他知道娘亲的人现在一定在找他,小舟也会找他。
但是他现在还不想被找到,他还不想回去。
反正他在娘亲的眼中也只是个多余的人,而小舟,他总要学会没有自己的生活,他总是要长大的。
就让他,任性这一次。
一次就好了。
他在钟楼上坐到了天黑。
看着茫茫的黑夜,突然不知道自己该去哪里。
他是不可能在这钟楼上过一。夜的,北冥的昼夜温差极大。
他在这里带到第二天在早上,估计就已经成为冰棍了。
赫连子都看了看缀满寒星的夜空,突然觉得这天地如此广袤,然而却无他可安身立命的一隅。
他发了会儿神,突然想起了一处地方,或许恰好可以让他暂时一避。
想到这里,赫连子都立即就便从钟楼上下了来。
他的轻功不低,因为他的身量较小,极易隐藏,再凭借着他对惊蛰和白泠等人的了解。
所以他们想要找到他是极为不容易的。
赫连子都很快便出了城门,他循着记忆中的方向,很快便找到了当初君无极带他来的那一片竹林。
幽篁林。
赫连子都在那一片茂密的竹林里找了一会儿,便看到了那座竹屋。
他前不久边听惊蛰他们说容奕最近好像出远门了,不过具体去了什么地方他到时见不太清楚。
不过现下看来,反正容奕也不在,那这处屋子正好他可以加暂住一段时间。
而且,当初他没有跟娘亲他们讲这处宅子的存在。
赫连子都看到屋中一片漆黑,很明显是没有人在的模样,于是他很快便翻进了篱笆,然后便准备去开门。
然而却不想,他刚翻过篱笆的时候,便感觉脖颈上一凉。
赫连子都不敢轻举妄动,只是低声道:“你是什么人?”
那人听到赫连子都的声音,不禁道:“小孩儿,这个地方可不是你该来的地方。”
赫连子都闻言不禁转头看了他一眼,然而当那人借着月光看清赫连子都的面容时,立即收了手中的匕首,随之朝后退了两步。
赫连子都见此有些惊诧,“你……”
“属下是二少手下的毕月乌。”
赫连子都一愣,原来是容二少的人,心想着容奕还真是有些奇怪,手底下的人取的都是二十八星宿的名字。
不过,“你认识我?”
毕月乌也不隐瞒,“二少交代过。”
赫连子都见他没有多说,便也觉得不便再多追问。
只是目光撇了撇面前的屋子,“我以为这屋子里没人,难道你是一直瘦子案件这屋中的吗?”
毕月乌点头。
守在这里,接通各地的情报,送到容二少的手中。
赫连子都见毕月乌的反应,又不禁问了一句:“我现在没有地方可以去了,可以现在这屋中暂住几天吗?”

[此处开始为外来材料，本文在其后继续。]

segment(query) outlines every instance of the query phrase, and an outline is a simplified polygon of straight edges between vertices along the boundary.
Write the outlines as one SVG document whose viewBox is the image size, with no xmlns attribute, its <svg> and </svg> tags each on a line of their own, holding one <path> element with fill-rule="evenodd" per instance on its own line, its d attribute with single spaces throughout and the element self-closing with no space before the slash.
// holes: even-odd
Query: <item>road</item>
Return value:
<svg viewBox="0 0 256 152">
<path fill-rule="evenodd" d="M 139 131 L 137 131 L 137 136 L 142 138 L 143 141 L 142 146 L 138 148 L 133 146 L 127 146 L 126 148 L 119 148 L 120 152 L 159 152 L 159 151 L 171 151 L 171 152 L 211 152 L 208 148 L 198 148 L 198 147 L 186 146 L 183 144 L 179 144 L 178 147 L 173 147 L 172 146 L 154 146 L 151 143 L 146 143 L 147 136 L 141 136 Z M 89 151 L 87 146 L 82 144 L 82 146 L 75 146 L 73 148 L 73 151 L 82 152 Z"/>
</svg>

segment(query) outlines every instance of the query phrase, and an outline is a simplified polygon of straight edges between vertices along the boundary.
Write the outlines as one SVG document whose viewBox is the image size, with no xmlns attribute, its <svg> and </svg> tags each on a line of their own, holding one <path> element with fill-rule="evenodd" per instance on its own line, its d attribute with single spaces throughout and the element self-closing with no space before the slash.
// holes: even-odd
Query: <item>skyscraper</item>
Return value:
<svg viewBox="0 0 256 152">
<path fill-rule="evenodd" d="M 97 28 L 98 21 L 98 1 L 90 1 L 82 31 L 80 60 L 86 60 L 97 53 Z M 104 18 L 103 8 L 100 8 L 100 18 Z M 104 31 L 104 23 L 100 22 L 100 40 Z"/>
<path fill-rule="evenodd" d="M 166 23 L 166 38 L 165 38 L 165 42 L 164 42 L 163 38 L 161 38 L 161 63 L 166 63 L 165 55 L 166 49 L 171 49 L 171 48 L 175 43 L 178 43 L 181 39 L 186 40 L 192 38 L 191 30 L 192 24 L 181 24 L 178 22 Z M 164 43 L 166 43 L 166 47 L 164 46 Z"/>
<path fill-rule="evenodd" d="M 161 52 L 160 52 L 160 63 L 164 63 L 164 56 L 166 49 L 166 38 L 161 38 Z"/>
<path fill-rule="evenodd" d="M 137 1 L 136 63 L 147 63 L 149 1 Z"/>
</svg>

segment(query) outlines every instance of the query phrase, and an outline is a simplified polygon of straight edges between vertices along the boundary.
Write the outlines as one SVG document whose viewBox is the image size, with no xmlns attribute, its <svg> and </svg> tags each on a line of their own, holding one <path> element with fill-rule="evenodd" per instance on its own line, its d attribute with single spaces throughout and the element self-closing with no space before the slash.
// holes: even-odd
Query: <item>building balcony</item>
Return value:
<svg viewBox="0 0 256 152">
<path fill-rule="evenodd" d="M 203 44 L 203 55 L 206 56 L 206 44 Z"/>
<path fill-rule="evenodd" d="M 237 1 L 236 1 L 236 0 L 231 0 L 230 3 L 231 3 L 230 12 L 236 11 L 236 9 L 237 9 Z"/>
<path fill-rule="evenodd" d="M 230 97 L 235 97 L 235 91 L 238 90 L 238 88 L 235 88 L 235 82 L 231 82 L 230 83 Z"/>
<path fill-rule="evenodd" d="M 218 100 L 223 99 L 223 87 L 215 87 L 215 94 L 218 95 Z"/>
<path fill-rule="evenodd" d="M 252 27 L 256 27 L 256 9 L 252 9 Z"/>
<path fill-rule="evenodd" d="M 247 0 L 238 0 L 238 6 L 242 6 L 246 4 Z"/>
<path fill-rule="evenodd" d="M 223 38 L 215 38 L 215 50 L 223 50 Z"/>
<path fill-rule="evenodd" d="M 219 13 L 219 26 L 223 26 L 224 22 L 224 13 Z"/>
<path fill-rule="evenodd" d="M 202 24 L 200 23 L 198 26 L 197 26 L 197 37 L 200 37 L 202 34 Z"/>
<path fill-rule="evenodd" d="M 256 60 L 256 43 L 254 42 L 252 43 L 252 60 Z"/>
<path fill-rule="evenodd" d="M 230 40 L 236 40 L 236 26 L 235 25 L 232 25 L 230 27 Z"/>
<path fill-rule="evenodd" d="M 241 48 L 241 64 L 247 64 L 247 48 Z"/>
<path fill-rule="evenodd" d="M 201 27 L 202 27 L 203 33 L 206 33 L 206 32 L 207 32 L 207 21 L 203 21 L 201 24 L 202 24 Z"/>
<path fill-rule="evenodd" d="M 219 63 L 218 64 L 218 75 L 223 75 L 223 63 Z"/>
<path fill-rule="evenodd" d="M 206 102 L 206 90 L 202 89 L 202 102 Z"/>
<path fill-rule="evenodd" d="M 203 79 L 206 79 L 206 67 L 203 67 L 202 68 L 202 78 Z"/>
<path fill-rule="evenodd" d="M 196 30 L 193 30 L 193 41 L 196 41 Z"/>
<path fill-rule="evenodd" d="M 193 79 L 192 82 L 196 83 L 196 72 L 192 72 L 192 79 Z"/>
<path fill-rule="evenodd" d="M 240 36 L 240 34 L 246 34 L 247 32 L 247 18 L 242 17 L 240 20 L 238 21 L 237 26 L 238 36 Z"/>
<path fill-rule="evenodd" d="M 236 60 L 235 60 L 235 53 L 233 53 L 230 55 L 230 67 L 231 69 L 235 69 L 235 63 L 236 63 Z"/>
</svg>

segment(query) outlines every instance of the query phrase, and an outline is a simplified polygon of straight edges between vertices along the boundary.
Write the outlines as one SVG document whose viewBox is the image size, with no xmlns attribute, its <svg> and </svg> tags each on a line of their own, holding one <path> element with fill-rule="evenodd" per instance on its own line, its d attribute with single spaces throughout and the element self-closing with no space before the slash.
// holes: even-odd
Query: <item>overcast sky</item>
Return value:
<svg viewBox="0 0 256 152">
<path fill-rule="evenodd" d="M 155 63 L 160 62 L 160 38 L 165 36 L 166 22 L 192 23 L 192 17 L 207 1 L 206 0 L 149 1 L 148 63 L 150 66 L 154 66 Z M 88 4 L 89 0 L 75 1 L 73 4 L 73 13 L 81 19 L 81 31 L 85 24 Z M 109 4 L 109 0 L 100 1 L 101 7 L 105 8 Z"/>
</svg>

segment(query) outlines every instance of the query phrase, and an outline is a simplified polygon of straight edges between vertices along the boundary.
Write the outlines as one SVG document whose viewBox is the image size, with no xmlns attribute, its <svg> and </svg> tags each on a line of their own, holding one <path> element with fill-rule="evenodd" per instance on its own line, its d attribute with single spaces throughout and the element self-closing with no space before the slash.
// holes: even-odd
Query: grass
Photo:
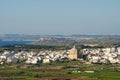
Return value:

不等毕月乌开口,赫连子都又连忙保证:“我一定不会乱动东西的。”
他也觉得自己的要求似乎有些过分,毕竟人家主人不在,他却还想要在人家的屋子里住几天。
而且从刚才他的举动来看,毕月乌想必也是看出来了。
他其实是想趁着人不知鬼不觉,然后便住了这屋子的。
想到这里,赫连子都不禁有些赫然。
不过却没想到,毕月乌直接打开了门让他进去。
赫连子都有些惊讶,不过很快便跟着毕月乌一起进了屋。
容奕虽然很长一段时间没有回来了,但是这屋子还和他上次来的一样。
一样干净,一样的摆设,几乎就没有任何变化。
毕月乌将他带进屋子之后,很快便给他端来了一些吃食,还给他准备了洗澡水。
赫连子都也没有客气,不过也没吃多少,各种事情杂在一起,再饿他也不怎么吃得下去。
吃完了之后,他便洗了个热水澡,然后躺到了那张他曾经睡过的床上。
其间毕月乌一直都没有再出现。
不过赫连子都知道,他一定在某个地方守着。
就像上次他来的那次一般,他没有见他露过面,但是他一定在这里。
赫连子都躺在单薄的床上,只有一条薄薄的被子,让他觉得有些冷。
这山中的气温原本便要比不夜城里整体低很多,上次好歹还有容奕跟他躺在一起。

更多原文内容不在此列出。